She said, “Not my actual brother, God. That’s so gross. I mean like a pretend brother. Like we were on a farm in the eighteen hundreds. Brother and sister. And maybe one day we started kissing in a barn.”

Someone had also dragged a mattress back there, so there were possibilities. I managed to get a hole in the beer can, and had it crumpled the right way, but when we tried to smoke the bud it just ashed and blew away. I got a hit but she couldn’t.

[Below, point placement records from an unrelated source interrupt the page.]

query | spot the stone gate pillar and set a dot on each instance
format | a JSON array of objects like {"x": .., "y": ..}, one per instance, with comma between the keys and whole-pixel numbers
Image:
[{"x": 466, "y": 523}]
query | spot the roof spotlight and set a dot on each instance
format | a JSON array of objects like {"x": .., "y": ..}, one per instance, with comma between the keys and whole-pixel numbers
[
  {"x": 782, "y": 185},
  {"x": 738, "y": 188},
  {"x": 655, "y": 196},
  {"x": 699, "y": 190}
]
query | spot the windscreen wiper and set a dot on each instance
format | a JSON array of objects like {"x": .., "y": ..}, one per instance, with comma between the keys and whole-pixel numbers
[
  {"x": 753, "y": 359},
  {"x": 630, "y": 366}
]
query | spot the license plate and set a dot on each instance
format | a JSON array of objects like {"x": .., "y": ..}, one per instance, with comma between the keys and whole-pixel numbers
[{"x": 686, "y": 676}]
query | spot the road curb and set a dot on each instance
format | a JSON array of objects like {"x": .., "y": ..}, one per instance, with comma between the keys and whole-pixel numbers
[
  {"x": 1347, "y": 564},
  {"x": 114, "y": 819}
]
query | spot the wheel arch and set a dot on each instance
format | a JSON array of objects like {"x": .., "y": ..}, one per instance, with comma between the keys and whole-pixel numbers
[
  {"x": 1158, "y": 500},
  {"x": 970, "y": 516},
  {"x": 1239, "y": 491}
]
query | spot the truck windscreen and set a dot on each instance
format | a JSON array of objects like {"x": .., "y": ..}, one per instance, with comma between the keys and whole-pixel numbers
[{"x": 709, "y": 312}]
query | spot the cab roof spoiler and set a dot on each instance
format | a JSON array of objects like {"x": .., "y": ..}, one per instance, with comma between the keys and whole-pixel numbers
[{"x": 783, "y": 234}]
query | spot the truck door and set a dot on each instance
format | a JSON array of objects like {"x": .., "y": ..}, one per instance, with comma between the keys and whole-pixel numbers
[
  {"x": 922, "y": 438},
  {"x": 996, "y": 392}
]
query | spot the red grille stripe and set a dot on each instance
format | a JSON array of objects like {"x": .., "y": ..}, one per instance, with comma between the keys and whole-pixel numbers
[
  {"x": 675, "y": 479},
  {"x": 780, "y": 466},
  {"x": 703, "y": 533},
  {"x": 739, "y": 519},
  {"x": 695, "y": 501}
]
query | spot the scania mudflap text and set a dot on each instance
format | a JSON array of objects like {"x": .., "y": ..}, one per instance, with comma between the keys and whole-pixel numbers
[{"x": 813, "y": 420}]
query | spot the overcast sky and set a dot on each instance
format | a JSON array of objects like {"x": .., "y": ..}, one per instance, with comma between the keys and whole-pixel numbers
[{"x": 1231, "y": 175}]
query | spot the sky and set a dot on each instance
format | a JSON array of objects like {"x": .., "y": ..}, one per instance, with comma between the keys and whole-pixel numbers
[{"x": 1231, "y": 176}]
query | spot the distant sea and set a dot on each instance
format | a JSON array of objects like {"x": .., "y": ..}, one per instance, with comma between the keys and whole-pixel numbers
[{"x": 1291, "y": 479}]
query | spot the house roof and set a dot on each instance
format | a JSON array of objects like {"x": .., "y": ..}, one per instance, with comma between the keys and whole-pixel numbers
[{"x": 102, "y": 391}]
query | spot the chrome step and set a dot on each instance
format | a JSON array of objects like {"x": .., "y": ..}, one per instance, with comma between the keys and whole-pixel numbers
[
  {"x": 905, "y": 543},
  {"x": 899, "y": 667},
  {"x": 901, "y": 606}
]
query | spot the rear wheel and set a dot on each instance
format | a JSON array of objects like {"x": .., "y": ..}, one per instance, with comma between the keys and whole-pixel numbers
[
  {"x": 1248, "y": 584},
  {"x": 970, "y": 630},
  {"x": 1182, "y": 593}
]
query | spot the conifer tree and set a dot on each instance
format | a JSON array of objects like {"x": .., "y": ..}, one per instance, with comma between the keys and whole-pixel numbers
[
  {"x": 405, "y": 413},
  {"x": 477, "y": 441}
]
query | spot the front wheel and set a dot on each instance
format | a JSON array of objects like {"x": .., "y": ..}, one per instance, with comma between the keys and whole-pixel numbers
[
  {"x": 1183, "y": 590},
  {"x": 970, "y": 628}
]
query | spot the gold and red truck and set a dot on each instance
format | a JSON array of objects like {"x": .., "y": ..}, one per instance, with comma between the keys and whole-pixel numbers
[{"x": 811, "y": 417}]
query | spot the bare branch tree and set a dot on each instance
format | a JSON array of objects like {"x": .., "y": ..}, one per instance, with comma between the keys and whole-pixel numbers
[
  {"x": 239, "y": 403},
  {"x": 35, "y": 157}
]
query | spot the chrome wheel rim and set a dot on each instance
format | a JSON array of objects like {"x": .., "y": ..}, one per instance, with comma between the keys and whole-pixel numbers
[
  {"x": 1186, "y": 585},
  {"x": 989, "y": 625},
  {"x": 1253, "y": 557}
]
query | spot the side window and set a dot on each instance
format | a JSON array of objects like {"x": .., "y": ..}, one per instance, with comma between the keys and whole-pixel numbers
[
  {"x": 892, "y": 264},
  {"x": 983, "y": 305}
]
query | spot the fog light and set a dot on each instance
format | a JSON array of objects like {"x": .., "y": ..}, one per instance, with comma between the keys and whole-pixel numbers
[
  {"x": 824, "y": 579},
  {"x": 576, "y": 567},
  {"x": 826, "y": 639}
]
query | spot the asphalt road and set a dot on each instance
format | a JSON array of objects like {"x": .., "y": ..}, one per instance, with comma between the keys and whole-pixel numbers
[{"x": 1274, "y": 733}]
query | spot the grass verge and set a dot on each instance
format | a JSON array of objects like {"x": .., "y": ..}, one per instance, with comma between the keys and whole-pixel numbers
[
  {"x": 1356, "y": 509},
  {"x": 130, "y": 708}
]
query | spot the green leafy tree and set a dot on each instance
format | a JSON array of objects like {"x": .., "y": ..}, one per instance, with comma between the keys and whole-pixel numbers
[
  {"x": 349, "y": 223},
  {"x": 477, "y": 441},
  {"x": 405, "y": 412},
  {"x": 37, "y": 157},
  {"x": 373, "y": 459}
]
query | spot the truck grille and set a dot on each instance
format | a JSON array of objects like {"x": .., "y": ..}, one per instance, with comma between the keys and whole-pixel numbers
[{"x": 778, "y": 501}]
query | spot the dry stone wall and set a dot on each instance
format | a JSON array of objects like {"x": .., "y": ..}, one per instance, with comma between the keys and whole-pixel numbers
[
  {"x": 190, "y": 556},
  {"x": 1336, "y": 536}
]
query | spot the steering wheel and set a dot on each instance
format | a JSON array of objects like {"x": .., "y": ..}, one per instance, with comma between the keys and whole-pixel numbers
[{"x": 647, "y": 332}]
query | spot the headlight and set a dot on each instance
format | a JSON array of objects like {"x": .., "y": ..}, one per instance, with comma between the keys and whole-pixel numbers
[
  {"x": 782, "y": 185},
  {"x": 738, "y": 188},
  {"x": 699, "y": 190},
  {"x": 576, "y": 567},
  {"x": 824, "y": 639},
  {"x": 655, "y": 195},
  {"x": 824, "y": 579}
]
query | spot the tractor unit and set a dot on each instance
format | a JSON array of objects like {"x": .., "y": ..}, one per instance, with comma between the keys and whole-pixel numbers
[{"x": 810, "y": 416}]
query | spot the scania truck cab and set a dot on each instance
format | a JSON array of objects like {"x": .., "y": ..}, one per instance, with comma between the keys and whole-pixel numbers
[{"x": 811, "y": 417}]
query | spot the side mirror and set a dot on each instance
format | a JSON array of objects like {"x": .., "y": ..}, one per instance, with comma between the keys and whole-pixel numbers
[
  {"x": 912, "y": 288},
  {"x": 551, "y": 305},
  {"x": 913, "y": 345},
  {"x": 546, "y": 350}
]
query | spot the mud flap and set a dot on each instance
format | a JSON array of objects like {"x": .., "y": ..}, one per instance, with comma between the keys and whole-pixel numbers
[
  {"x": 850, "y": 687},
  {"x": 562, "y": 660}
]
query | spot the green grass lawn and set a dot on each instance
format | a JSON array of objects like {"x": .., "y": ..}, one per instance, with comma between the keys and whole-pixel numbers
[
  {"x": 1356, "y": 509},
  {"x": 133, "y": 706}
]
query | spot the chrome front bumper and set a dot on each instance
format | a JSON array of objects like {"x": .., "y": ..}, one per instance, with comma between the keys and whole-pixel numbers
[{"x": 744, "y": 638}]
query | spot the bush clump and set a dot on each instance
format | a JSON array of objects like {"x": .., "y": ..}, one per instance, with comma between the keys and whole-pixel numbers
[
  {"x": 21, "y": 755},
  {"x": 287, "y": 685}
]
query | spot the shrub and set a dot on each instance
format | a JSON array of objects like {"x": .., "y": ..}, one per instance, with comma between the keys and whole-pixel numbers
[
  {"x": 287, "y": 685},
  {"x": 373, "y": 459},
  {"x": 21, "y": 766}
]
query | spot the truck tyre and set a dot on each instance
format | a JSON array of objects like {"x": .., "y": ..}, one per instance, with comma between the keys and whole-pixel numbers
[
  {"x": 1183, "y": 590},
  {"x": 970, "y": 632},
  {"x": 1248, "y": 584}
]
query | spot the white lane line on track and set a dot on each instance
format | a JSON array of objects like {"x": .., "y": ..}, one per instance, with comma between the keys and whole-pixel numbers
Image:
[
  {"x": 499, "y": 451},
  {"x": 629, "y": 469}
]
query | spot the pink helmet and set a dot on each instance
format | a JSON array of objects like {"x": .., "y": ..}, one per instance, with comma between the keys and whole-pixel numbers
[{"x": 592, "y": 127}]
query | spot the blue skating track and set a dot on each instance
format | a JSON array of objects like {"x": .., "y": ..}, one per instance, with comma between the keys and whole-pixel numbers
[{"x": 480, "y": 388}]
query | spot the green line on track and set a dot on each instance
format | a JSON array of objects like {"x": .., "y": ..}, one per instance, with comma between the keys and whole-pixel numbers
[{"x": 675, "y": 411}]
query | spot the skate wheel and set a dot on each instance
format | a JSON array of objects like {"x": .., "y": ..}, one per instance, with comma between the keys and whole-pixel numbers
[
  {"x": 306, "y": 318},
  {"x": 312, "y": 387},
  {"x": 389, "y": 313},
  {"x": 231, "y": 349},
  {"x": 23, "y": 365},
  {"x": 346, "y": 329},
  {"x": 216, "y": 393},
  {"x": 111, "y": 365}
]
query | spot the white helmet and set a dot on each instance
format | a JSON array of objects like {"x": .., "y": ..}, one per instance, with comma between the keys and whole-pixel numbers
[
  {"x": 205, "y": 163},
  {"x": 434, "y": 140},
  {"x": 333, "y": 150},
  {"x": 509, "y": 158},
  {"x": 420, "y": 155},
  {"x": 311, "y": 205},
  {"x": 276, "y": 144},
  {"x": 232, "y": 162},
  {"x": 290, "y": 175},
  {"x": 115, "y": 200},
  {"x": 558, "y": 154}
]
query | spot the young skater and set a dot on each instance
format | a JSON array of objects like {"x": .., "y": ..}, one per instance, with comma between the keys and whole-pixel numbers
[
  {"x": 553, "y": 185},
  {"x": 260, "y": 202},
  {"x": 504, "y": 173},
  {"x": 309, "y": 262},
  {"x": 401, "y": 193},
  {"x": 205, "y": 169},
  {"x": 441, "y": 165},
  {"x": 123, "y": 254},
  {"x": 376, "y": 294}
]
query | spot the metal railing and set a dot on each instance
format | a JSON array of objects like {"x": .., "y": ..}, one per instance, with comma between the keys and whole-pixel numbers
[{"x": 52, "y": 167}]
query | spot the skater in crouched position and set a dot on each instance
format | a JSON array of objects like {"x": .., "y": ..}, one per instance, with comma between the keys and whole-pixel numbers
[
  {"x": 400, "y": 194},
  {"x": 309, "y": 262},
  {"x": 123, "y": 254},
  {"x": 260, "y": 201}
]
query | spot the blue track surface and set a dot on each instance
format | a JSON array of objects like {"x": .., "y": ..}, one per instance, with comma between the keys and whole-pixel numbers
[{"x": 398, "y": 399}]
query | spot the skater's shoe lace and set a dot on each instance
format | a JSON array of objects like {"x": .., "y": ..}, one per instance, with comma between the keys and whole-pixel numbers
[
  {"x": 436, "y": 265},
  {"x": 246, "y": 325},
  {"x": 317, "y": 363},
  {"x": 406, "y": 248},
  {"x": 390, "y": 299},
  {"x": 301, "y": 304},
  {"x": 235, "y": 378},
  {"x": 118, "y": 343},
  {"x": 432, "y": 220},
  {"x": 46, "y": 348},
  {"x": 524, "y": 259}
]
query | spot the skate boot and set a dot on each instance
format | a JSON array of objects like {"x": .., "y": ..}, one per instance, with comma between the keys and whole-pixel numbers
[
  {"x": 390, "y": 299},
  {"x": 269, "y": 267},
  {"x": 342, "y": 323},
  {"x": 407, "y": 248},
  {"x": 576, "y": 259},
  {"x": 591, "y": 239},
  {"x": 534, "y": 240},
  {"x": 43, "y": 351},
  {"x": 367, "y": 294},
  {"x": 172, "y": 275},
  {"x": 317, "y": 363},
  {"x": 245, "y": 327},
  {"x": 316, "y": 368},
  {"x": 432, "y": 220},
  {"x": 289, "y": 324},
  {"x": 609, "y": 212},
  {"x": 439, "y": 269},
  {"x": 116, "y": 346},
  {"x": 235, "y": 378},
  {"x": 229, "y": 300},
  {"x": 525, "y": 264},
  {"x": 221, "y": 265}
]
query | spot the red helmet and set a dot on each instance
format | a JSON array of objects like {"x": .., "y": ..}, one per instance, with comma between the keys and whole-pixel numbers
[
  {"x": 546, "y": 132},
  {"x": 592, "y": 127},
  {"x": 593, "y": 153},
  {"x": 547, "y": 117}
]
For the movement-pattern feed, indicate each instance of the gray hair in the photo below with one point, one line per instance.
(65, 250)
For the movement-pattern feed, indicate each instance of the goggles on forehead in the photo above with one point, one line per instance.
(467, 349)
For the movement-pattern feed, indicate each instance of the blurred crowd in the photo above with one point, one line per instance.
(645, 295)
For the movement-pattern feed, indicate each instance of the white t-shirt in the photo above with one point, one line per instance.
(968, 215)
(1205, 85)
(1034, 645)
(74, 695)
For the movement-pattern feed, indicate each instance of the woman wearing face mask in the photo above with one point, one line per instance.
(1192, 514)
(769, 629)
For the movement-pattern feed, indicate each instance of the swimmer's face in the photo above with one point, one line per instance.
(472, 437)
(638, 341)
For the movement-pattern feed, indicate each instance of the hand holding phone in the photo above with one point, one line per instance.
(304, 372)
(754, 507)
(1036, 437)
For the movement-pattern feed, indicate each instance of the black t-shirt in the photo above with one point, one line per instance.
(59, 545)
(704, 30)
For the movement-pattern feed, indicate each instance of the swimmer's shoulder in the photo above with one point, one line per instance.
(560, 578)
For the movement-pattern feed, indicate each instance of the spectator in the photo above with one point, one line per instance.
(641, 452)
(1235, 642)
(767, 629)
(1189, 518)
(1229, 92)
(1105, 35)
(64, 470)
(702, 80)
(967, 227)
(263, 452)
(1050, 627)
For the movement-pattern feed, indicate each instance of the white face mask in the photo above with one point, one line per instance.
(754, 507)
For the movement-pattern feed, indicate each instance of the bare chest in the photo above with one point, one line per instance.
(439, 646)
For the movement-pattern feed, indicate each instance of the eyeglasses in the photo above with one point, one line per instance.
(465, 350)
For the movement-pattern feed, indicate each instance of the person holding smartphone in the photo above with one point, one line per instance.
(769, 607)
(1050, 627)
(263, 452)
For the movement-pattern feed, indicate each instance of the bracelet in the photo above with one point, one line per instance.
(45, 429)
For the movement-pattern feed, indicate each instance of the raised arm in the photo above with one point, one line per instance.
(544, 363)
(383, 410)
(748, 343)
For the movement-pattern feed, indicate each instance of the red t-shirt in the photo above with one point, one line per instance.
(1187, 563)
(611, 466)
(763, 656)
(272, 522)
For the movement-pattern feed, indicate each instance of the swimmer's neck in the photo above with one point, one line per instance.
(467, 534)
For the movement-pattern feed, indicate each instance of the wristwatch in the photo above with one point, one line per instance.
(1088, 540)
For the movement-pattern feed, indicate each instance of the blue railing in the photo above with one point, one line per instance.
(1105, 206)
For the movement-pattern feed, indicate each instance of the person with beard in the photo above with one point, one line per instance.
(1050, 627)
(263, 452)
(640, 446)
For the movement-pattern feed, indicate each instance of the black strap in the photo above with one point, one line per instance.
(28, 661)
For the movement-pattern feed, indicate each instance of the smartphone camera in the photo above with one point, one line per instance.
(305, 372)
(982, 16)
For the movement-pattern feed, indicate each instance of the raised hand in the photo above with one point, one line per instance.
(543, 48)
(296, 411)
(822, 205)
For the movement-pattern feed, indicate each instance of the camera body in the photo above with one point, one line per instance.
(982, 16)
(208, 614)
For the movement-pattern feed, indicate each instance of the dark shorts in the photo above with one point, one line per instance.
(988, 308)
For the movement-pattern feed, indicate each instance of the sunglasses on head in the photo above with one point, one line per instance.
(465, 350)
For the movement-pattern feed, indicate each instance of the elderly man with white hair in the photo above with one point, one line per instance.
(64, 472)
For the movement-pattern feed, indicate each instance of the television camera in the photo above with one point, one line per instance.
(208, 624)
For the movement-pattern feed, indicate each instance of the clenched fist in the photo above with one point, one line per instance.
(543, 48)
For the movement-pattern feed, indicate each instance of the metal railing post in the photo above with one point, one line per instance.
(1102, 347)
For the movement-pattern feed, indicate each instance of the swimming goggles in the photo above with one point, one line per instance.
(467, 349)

I tried to pretend I was her brother – the fake eighteen hundreds farm brother – as we made out. I didn’t know what exactly to do so every once in a while I went, Wait, this is wrong, we shouldn’t… and sometimes she would stop and say Oh my God I have a crush on my own brother. It was fine but I kept drifting away from the farm and thinking about her actual brother. He was two grades behind us and he’d been a complete social untouchable. He harangued people in the hallways about how tough he was, and made beeping noises as he scooted past. Nobody took him seriously, and some kids were really brutal. They’d push him up against lockers, humiliate him. He was freckled and redheaded and named Jerry. I remember only one interaction with him. He’d cornered me in the hallway to sputter about how I shouldn’t piss him off because he was the boss of the entire school. I just said Okay Jerry. I didn’t have the heart to mess with him, even though he obviously deserved it. I was vaguely aware that his sister was hot. He told me he would kick my ass if I didn’t do whatever he said, and I said You’re the boss Jerry. Then, they took him out of school and he’d died really quickly.  And now I was behind a gas station making out with his hot sister, the hottest person I’d ever made out with. Honestly, there’d only been a few others, and one had been nicknamed The Floor.

The whole brother thing was making me feel dark and broody, so I stopped making out with her and sulked for a while as she did things with makeup. 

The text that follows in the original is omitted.